The promise has been the same for more than a decade: Once augmented reality devices truly arrive, the world will never be the same.
A parade of contenders, from Google Glass to Meta’s Oculus, has changed the world, technically — but only in that a few million shelves have one extra thing sitting on them collecting dust.
How will Apple fare differently?
Vision Pro, unveiled yesterday, is Apple’s entry into the “spatial computing” derby, and it surely has some things going for it:
- The tech is impressive — the display alone has “more pixels than a 4K TV for each eye.”
- In a world full of lonely people, it adds dynamism to an empty room. Vision Pro will host hyper-immersive entertainment, capture vivid 3D memories, and facilitate “life-size” conversations via FaceTime.
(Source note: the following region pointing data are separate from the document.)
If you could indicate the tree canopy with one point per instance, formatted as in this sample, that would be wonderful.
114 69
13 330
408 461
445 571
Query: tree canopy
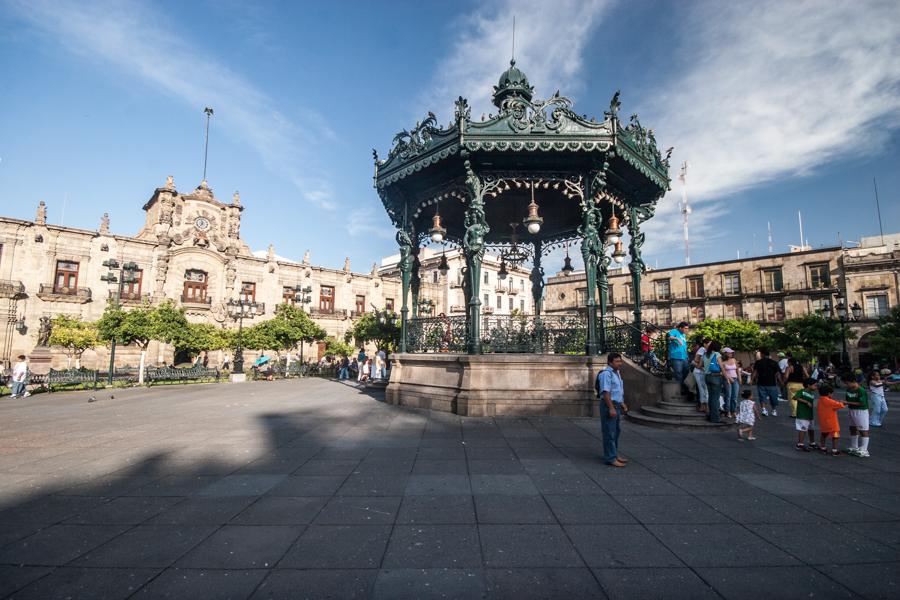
384 332
886 339
73 335
734 333
809 336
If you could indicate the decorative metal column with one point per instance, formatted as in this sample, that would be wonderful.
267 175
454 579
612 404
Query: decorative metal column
415 280
591 246
636 267
537 280
603 286
404 240
473 248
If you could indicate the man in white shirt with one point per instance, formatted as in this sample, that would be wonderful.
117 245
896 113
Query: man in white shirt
20 374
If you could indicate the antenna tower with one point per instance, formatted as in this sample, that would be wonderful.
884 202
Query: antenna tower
685 211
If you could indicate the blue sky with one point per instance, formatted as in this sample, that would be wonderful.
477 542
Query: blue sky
777 106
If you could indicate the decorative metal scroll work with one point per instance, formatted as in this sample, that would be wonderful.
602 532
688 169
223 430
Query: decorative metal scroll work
410 143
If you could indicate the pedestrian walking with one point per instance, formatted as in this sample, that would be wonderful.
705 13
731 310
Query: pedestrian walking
747 413
19 377
877 398
857 399
766 375
829 425
804 399
700 376
611 392
677 350
713 377
794 376
732 384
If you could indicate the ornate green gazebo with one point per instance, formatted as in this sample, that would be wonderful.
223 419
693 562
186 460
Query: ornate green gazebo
521 182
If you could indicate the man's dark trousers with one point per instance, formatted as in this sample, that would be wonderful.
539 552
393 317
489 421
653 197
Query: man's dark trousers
610 428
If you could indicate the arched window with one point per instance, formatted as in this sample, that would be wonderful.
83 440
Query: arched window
195 282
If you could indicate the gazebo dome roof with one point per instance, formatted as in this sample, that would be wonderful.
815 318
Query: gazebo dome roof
513 83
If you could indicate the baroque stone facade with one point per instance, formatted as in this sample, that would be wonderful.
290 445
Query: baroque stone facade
767 289
189 251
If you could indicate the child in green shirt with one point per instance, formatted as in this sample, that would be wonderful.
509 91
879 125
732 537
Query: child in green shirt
804 399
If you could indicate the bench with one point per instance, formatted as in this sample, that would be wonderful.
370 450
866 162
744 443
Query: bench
171 374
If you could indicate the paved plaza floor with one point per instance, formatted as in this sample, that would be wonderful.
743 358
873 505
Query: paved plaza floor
317 489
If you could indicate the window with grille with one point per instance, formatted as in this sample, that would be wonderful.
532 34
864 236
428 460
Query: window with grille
733 310
66 278
695 287
326 298
775 310
195 282
731 284
819 276
248 291
876 305
772 280
663 289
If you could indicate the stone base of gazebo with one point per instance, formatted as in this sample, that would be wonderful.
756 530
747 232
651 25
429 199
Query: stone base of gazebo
496 384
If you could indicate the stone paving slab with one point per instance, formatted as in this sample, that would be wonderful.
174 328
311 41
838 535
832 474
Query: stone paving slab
317 489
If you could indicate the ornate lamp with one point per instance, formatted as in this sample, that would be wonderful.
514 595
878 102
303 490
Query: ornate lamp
567 263
502 273
437 232
619 252
613 231
533 221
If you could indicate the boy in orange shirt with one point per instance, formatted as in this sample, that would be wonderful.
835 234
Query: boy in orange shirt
828 422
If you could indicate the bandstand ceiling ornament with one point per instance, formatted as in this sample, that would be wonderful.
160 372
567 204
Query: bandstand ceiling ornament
536 163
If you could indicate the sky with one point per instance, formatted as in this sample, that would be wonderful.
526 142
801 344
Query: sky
778 107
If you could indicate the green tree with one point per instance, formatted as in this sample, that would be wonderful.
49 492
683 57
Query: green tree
809 336
886 339
74 336
336 347
381 328
734 333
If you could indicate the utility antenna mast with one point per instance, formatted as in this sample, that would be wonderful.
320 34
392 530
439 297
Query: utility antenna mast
209 113
685 211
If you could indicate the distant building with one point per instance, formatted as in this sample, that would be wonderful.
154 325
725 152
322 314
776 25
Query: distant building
498 296
189 251
767 289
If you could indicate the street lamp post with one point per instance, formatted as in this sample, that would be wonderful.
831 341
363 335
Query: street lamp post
126 275
302 295
237 310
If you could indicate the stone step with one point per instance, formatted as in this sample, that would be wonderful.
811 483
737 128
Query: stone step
664 423
691 406
673 414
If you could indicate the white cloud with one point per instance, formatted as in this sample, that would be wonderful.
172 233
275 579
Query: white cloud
136 39
771 91
550 39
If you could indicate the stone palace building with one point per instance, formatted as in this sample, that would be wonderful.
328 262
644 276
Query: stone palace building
189 251
767 289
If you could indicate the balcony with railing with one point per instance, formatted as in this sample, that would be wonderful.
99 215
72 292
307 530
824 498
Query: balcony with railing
196 301
130 297
51 293
10 288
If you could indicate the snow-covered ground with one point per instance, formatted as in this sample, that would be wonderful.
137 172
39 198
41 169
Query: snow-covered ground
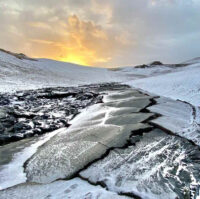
181 83
21 74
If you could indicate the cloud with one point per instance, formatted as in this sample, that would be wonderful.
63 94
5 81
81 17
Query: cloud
102 33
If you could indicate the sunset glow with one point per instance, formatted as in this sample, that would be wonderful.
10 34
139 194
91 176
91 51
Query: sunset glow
102 33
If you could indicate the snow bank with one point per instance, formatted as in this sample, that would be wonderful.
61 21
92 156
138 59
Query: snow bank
183 85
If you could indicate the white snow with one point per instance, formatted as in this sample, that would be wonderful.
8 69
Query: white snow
183 84
75 188
17 74
13 173
177 83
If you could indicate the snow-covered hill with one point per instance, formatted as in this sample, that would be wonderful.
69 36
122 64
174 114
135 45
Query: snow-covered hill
19 74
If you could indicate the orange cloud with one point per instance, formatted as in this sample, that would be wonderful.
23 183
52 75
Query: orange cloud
77 41
88 43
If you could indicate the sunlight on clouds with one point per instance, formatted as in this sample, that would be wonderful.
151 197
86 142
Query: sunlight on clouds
87 43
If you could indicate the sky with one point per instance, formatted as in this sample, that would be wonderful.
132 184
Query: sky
104 33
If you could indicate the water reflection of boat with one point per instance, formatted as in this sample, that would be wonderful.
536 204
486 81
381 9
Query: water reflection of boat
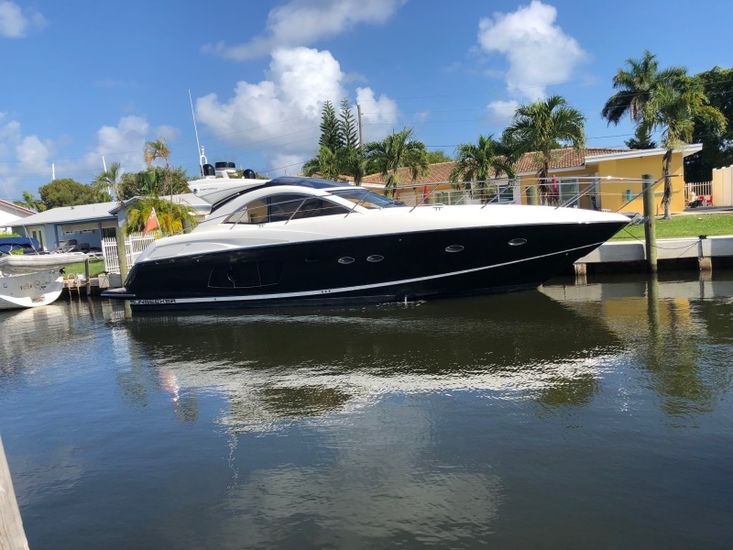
287 365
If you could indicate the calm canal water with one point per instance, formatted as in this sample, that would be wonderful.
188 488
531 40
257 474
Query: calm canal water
593 416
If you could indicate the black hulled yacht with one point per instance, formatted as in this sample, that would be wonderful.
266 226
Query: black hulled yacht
306 241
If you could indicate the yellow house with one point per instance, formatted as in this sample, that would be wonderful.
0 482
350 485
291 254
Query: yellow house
594 178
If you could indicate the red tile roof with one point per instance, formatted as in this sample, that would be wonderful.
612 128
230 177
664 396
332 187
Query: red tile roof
562 158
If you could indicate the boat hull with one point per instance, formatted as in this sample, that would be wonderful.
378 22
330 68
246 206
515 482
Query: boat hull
30 290
381 268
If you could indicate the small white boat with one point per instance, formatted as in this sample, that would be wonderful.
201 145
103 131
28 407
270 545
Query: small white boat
30 279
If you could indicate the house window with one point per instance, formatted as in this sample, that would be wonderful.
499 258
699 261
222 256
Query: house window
38 235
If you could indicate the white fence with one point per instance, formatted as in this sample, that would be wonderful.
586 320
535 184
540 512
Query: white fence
134 245
702 190
723 186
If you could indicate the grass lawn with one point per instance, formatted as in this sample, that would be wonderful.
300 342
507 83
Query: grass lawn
96 266
688 225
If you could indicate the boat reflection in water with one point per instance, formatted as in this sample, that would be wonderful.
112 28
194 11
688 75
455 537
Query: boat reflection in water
292 363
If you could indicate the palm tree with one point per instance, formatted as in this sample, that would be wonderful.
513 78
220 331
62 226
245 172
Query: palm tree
636 88
173 218
543 126
108 181
676 106
395 151
158 149
476 164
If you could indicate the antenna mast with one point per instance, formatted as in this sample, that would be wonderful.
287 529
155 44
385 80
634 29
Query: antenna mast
195 131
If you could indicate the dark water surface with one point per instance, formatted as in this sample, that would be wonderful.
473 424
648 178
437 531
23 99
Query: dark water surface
596 416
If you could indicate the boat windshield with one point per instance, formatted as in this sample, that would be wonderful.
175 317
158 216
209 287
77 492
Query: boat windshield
367 199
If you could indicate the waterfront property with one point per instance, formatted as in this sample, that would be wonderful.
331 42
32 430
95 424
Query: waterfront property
83 226
605 179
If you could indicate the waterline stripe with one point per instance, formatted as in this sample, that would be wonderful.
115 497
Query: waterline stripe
327 291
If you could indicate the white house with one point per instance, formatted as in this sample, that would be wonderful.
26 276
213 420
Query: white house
10 213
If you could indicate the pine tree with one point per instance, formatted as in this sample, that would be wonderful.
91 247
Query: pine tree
329 128
347 126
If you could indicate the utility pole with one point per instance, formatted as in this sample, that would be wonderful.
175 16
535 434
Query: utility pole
650 233
358 118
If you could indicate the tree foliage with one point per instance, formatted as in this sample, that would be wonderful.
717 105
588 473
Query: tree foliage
339 153
397 150
671 102
29 201
68 192
717 146
329 128
156 149
637 85
677 107
108 181
543 126
478 163
154 181
172 218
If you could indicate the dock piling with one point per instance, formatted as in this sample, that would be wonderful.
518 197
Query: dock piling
12 535
650 234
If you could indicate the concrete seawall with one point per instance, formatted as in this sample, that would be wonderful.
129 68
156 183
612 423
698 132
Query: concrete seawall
670 253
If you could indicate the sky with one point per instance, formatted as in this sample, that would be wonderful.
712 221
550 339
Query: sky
84 80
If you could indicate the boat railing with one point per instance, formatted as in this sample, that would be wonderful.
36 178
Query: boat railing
592 192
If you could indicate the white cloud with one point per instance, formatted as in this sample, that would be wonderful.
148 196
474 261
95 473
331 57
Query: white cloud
281 115
538 51
303 22
286 164
378 115
124 143
33 155
502 111
30 157
23 156
15 22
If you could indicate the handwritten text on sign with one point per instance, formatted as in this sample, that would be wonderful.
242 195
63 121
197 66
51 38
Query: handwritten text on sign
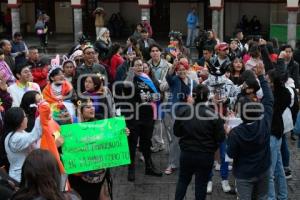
94 145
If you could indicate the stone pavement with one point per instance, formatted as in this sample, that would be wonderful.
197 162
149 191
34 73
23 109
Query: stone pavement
156 188
153 188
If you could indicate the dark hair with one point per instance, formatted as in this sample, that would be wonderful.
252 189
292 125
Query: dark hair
137 58
54 73
155 45
254 50
208 48
132 40
113 50
28 100
17 34
40 177
201 93
3 43
20 67
286 46
270 47
249 110
278 77
232 70
275 42
96 80
144 30
13 119
32 48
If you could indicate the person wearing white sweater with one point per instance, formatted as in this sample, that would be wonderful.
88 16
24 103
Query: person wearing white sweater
19 143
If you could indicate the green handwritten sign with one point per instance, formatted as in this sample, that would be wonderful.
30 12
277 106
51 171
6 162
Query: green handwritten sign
94 145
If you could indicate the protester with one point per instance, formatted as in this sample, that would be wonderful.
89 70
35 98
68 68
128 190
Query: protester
101 96
93 184
89 67
113 60
248 143
144 43
158 68
29 104
19 48
38 165
39 68
59 94
99 15
103 43
179 83
192 21
8 58
199 140
18 143
140 121
5 70
22 85
146 24
68 66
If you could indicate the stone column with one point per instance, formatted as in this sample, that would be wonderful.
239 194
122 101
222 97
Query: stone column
15 18
77 23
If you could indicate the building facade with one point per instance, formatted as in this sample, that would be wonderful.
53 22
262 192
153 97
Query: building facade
74 16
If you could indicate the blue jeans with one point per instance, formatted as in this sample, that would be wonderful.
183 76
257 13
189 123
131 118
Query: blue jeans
285 152
277 177
191 163
224 165
253 188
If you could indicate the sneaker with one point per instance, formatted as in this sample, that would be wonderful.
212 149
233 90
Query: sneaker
209 187
288 174
225 186
170 170
217 167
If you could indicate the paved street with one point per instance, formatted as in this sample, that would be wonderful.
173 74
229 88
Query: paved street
152 188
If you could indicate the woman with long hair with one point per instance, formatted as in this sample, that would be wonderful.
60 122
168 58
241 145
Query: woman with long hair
113 60
101 96
93 184
29 104
236 70
59 93
40 178
19 143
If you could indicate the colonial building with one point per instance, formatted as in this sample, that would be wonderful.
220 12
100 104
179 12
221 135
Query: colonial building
75 16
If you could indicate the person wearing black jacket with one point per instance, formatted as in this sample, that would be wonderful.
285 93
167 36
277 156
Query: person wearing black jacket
291 65
200 137
248 144
282 100
142 96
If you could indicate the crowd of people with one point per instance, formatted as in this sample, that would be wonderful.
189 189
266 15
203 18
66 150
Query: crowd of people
232 109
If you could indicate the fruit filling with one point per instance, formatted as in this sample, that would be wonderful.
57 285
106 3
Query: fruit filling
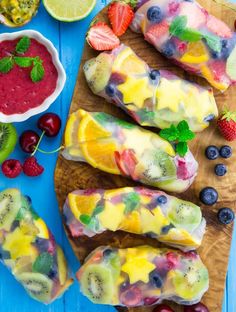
135 210
118 147
143 275
185 32
29 250
152 97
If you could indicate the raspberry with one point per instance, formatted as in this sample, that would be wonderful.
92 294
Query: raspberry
31 167
11 168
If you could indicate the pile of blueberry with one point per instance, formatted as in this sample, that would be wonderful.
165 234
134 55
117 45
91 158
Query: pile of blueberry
209 195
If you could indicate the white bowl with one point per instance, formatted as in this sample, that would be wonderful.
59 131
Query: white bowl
60 81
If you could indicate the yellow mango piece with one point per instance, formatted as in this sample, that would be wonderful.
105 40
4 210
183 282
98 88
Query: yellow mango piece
111 217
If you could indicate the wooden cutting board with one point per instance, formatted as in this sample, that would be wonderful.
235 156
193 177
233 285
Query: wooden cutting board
71 175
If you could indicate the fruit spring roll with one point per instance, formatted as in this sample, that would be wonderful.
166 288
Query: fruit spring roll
152 97
121 148
143 276
29 250
186 33
137 210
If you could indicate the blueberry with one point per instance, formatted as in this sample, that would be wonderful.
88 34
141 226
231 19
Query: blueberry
209 118
208 196
169 49
156 280
212 152
220 170
110 89
225 215
226 151
154 14
162 200
155 75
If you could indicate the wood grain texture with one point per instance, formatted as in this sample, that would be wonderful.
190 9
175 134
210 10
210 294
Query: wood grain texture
70 175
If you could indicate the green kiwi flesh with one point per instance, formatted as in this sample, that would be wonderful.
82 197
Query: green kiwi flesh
37 285
184 214
10 203
8 139
97 283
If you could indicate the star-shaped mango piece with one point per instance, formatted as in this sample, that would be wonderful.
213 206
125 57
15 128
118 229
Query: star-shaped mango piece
135 91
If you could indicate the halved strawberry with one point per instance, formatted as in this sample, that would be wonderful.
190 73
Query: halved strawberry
101 37
120 15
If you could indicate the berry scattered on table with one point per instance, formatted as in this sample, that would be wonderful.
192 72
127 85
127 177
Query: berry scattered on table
28 141
220 170
226 215
212 152
120 15
208 196
31 167
11 168
226 151
227 125
102 38
50 123
163 308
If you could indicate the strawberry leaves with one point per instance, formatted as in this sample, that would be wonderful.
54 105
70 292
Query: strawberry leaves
180 134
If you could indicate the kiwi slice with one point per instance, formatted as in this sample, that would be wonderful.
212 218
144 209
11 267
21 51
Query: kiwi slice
98 71
192 283
10 203
8 139
97 283
184 214
37 285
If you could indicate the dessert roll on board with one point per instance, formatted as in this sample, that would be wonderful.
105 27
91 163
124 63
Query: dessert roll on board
143 275
186 33
135 210
152 97
29 250
121 148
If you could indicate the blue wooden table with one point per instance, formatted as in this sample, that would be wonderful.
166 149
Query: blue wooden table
69 41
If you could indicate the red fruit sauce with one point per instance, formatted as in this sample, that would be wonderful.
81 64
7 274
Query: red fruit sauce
18 93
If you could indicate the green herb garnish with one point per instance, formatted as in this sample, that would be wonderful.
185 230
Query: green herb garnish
7 63
180 134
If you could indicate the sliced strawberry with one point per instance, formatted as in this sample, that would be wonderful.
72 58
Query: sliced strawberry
101 37
218 27
157 33
120 15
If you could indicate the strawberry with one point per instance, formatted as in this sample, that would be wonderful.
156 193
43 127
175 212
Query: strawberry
101 37
227 125
120 15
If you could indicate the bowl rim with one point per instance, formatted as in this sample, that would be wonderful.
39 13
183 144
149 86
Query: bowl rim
60 80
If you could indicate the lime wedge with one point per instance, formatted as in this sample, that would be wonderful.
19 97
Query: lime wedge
231 65
69 10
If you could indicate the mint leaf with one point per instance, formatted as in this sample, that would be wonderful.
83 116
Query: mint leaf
182 148
37 72
23 45
6 64
85 219
190 35
169 134
178 25
213 42
23 61
131 201
43 263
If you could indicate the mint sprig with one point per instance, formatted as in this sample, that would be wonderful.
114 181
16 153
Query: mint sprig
7 63
180 134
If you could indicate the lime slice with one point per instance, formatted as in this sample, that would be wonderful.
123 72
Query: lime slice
69 11
231 65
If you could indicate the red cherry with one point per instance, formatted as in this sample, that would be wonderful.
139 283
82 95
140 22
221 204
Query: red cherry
199 307
28 140
50 123
163 308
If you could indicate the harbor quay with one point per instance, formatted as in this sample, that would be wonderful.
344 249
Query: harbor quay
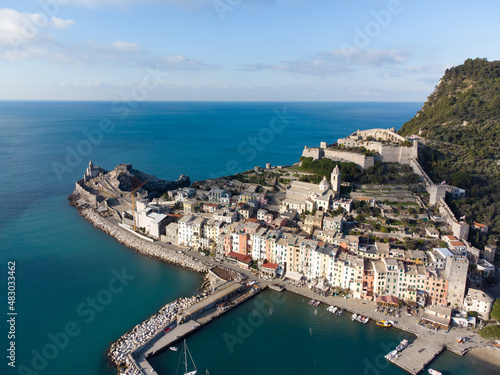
180 317
427 345
174 322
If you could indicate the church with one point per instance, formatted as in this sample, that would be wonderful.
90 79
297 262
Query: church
304 196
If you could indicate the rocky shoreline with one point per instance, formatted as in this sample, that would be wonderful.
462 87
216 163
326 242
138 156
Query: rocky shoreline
150 249
121 352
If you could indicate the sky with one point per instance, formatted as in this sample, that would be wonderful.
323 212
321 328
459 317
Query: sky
239 50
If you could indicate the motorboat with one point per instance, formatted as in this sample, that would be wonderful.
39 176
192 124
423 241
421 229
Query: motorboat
185 353
391 355
403 344
383 323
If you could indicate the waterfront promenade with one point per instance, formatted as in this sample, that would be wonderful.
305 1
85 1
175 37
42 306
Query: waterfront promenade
426 346
413 359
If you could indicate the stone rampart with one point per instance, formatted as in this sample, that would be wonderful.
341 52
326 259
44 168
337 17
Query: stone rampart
360 159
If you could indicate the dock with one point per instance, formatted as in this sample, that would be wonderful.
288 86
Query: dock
276 287
164 340
419 353
427 344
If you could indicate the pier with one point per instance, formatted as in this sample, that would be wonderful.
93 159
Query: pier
182 317
427 345
419 354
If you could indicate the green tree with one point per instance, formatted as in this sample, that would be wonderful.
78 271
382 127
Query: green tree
495 312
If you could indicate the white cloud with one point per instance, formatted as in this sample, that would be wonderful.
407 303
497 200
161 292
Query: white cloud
335 62
189 4
177 62
125 46
371 56
20 28
85 84
61 24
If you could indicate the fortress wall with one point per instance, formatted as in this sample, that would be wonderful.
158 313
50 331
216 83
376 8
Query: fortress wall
361 160
408 153
89 197
459 229
314 153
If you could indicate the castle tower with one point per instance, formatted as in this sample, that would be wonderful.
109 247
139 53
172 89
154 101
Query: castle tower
324 185
335 180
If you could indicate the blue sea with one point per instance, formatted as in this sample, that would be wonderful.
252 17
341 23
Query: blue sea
77 289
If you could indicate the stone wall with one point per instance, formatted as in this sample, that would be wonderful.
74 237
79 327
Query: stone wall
460 229
85 194
315 153
360 159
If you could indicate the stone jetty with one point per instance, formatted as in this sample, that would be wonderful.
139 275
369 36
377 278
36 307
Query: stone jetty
147 248
121 352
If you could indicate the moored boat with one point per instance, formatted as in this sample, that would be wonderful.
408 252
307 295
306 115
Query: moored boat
185 353
391 355
383 323
403 344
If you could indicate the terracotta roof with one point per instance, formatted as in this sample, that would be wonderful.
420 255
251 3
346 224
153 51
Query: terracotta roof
241 257
174 215
270 265
479 225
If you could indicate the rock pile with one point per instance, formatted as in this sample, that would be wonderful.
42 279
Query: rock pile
141 246
121 351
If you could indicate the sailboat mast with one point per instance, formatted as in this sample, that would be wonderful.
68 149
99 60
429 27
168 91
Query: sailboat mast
185 354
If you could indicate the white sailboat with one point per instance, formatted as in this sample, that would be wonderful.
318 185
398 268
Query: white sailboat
186 352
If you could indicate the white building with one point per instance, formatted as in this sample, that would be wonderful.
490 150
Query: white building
151 221
479 301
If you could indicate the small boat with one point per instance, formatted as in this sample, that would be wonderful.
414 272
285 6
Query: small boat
403 344
186 351
391 355
383 323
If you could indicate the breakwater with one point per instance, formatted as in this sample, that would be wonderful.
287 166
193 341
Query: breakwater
150 249
121 352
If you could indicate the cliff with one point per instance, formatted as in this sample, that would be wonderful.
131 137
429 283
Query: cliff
460 123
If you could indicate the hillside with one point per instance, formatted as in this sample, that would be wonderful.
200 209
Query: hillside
461 125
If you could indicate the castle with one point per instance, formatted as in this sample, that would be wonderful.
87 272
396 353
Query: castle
304 196
385 143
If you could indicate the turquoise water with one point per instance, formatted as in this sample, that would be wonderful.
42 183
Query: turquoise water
63 263
282 334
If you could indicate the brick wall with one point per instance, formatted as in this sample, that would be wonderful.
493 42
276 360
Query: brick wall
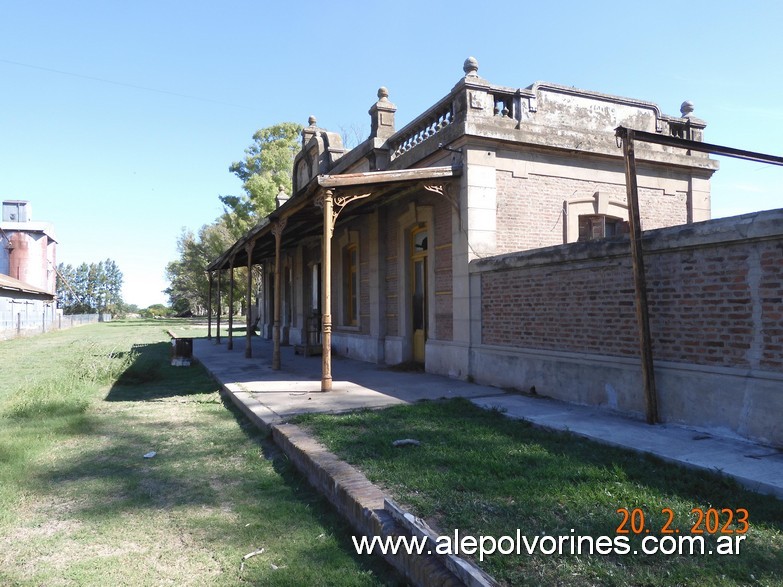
714 296
530 209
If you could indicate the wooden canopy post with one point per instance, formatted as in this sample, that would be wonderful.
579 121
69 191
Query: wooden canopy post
326 286
640 285
277 231
209 306
217 317
249 298
230 345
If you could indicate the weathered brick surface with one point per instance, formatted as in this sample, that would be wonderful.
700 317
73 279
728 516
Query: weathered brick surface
718 304
530 210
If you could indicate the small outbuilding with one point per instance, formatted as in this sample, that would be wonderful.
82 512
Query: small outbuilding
24 308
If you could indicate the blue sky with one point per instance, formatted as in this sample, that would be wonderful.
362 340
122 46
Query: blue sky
118 121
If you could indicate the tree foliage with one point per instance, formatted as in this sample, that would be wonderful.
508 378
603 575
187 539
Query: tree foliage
189 289
265 170
88 289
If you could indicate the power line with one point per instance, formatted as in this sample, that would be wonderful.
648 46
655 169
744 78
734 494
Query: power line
122 84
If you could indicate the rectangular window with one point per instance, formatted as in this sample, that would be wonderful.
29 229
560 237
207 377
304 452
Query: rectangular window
351 285
595 226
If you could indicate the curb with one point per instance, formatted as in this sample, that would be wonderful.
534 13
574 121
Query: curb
354 497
It’s got plenty going against it, too:
- Vision Pro makes strides in blending digital worlds with physical spaces, but that has its limits; the EyeSight feature that reveals (an approximation of) wearers’ eyes when someone approaches feels… unsettling.
- At the end of the day, they’re asking people to wear oddball ski goggles all day — and often while being quite tethered (batteries have about two hours of juice before needing a plug-in).
And then there’s that price tag…
… Vision Pro will debut “early next year” with a $3.5k+ premium — and that’s pre-AppleCare.
Apple knows that’s steep and seemingly plans to be patient with its new category. Sales expectations for Vision Pro are relatively modest; it projects ~900k units sold in its first year, per Bloomberg.
This means Apple’s most important words…
… were actually “Feels like magic.”
The phrase, appearing multiple times in its keynote, drives Apple’s immediate takeaway message: that, others’ AI advances be damned, it’s still the tech king. That it sets the pace of innovation and can capture imagination unlike any other company.
Apple’s path to victory with Vision Pro may be, appropriately, that strong optics matter most.